English Toffee: Temperatures for Flavor and Texture
There is something wonderful about the absolutely shattering crunch of toffee. The high-volume bite alone is enough to keep you snacking on a bowl of this confection, but when it’s combined with buttery, caramelly flavor with just a tinge of salt and bitterness it becomes positively irresistible.
Candy making is one of the greatest examples of kitchen alchemy that you can do, and that seemingly magical transformation scares many people off. But with modern tools like the Thermapen®, there’s no reason to fear
For instruction on toffee, we’ve turned to none other than Thomas Keller and his book, Buchon Bakery. His almond toffee is an amazing addition to your winter cookery.
Toffee basics
Toffee is a hard candy made by cooking a sugar syrup with butter to the hard crack stage, 300–310°F (149–154°C), and then pouring it out to cool. It can have inclusions or not, and it can be made either very dense and hard or can be lightened by adding baking soda when the candy is almost done
“English toffee”
In the United States we often refer to “English toffee,” which, of course, they don’t do in England. While the term doesn’t have an exact meaning, it generally refers to toffee that has almonds mixed into it. In that sense, what we’ll be talking about here is English toffee, but you can just as well omit the nuts if you don’t like them or if you are allergic.

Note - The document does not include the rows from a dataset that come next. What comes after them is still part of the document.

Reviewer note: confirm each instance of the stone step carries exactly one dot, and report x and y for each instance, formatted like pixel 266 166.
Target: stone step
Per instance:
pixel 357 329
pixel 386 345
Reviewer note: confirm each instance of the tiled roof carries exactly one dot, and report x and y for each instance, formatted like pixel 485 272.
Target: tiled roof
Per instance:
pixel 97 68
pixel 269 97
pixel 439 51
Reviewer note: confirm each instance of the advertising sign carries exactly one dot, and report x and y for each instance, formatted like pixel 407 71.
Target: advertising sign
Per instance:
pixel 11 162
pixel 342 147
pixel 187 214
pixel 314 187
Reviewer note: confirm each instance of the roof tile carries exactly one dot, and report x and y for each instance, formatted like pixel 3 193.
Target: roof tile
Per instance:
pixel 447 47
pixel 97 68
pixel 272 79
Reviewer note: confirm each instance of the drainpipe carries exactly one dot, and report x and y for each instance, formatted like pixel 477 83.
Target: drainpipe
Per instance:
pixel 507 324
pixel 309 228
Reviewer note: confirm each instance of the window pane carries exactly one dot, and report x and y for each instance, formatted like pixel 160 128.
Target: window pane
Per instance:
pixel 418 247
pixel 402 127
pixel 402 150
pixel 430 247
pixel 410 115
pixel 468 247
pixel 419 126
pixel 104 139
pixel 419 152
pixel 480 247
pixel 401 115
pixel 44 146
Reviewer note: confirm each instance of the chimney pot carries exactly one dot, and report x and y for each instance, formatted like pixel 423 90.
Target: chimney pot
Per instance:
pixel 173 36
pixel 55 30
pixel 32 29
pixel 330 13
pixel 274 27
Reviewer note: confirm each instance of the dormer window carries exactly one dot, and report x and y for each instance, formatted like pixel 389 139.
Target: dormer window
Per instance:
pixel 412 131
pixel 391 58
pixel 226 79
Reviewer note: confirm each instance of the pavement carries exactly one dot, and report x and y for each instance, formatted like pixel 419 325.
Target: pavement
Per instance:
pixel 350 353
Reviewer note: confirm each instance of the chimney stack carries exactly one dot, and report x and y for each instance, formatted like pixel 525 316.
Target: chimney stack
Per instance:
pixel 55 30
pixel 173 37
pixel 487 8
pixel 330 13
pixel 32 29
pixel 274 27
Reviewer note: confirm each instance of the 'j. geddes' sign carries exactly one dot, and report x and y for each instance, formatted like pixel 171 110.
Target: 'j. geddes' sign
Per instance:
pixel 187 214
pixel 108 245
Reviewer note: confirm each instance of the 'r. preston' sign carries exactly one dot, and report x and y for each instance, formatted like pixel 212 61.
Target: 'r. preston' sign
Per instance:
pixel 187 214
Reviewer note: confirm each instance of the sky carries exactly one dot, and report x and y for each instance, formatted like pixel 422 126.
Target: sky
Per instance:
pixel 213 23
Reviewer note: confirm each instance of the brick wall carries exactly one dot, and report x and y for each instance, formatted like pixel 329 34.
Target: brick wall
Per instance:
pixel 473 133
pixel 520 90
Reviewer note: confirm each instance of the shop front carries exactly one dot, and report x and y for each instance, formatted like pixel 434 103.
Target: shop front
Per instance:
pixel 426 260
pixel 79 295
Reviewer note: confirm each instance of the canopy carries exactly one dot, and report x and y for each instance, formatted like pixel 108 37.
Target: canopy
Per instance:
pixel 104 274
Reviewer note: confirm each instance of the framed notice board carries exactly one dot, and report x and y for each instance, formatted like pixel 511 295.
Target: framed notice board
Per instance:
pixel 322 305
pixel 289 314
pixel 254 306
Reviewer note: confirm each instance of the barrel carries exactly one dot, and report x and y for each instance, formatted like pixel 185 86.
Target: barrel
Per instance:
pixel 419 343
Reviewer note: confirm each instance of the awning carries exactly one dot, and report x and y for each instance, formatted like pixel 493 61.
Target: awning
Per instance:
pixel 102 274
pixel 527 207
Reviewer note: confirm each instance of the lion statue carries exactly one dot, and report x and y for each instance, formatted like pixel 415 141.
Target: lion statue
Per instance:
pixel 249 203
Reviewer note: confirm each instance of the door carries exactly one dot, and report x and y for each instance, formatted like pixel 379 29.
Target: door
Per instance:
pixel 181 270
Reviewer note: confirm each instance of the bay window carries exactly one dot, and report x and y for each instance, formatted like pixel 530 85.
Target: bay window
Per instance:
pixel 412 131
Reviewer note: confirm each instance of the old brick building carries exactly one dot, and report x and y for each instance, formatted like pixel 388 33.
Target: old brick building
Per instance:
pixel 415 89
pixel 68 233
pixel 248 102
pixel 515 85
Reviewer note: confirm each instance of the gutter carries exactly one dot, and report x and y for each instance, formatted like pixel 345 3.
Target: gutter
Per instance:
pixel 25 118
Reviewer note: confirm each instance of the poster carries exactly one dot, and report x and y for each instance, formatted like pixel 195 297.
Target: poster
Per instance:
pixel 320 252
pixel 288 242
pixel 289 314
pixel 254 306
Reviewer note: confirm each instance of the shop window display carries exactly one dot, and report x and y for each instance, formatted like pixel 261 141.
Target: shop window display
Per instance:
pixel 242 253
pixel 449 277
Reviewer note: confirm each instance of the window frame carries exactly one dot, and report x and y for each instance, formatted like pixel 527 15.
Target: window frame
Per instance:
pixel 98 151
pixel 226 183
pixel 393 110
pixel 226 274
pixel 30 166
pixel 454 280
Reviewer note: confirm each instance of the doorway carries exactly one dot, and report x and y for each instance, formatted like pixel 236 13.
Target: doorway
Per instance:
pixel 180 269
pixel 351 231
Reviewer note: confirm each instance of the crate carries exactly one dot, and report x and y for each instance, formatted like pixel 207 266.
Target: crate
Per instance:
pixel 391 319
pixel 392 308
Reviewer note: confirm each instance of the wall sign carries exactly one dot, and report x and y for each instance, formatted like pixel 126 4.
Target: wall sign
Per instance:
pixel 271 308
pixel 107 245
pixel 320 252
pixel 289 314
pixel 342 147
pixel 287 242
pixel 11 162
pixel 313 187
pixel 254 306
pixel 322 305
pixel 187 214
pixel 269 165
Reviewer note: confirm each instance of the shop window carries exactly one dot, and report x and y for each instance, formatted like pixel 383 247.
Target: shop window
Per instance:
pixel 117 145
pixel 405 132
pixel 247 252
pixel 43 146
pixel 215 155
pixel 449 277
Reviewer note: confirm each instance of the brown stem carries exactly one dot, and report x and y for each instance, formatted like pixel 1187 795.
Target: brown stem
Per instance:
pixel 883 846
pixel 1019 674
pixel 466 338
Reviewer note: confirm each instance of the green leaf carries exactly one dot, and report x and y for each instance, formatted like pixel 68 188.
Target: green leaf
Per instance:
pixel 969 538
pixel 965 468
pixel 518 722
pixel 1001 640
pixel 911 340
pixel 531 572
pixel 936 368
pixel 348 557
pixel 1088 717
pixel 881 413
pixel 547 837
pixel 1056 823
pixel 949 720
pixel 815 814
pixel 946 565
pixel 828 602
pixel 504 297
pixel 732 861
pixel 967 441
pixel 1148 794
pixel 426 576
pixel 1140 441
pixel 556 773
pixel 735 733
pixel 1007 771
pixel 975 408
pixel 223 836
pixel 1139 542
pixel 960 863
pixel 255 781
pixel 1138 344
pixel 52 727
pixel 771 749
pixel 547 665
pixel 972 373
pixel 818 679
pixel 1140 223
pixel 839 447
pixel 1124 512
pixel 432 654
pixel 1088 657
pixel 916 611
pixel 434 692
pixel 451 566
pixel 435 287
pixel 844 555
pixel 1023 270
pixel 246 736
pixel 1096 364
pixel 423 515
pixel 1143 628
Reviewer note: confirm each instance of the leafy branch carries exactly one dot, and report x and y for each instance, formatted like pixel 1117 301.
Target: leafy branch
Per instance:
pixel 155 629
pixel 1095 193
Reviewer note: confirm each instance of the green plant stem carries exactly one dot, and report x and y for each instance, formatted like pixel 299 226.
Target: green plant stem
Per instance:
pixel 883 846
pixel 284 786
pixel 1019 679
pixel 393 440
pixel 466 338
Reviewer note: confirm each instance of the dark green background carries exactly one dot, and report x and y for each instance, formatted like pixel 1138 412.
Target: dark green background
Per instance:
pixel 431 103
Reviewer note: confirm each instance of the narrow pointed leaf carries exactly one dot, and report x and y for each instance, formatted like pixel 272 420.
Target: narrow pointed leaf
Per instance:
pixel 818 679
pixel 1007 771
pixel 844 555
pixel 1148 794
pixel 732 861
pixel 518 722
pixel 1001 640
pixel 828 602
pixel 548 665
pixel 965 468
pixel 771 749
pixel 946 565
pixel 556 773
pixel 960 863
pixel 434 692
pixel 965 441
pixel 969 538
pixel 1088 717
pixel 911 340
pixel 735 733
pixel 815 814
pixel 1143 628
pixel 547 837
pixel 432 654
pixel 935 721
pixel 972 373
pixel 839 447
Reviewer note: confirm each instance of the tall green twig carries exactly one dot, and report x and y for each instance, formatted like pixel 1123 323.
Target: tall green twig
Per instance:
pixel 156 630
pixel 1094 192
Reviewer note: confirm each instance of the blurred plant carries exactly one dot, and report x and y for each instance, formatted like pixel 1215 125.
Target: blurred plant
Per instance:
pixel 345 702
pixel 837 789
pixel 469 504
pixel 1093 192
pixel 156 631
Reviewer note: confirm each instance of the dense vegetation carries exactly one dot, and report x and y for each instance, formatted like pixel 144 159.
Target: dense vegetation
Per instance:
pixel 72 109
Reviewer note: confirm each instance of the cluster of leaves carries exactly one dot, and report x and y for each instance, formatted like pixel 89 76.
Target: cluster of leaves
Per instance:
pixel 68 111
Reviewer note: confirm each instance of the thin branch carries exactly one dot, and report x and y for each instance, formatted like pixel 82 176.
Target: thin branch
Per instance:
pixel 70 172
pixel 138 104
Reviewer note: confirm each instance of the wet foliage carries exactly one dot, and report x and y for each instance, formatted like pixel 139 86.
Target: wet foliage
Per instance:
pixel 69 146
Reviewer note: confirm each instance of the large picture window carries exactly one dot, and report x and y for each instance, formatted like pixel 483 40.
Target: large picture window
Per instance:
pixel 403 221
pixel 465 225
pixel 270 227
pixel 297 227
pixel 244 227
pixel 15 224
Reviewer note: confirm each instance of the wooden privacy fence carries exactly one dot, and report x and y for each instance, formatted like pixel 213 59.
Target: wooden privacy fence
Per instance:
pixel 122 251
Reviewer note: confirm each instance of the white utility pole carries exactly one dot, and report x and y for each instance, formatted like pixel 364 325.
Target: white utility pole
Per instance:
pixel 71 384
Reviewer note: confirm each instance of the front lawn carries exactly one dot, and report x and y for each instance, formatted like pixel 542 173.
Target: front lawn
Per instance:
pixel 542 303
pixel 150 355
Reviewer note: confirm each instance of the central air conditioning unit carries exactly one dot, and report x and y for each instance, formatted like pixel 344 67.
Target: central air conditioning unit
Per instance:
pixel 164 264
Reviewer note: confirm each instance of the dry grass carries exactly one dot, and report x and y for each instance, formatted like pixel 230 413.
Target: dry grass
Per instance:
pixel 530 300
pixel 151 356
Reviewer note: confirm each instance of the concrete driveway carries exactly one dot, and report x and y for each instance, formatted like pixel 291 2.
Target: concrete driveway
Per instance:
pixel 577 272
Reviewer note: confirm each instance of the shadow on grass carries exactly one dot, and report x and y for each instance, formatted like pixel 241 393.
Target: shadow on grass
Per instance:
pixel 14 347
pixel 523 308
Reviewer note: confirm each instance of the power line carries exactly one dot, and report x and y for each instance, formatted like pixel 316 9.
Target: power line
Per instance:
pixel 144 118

Difference between toffee and brittle
Speaking of which, what’s the difference between brittle and toffee? They are very close cousins, especially when you choose to mix nuts into your toffee. Both are heated to the hard-crack stage, and most toffee is lightened by the addition of baking soda, just like brittle is. So what’s the difference? The butter and the order of cooking.
Butter is used heavily in toffee but only sparingly (if at all) brittle, and that accounts for almost all the differences. At the high heat of candy making, the solids in the butter brown and take on a nuttier-toastier flavor and can also contribute to a deeper color. The fat from the butter makes toffee richer.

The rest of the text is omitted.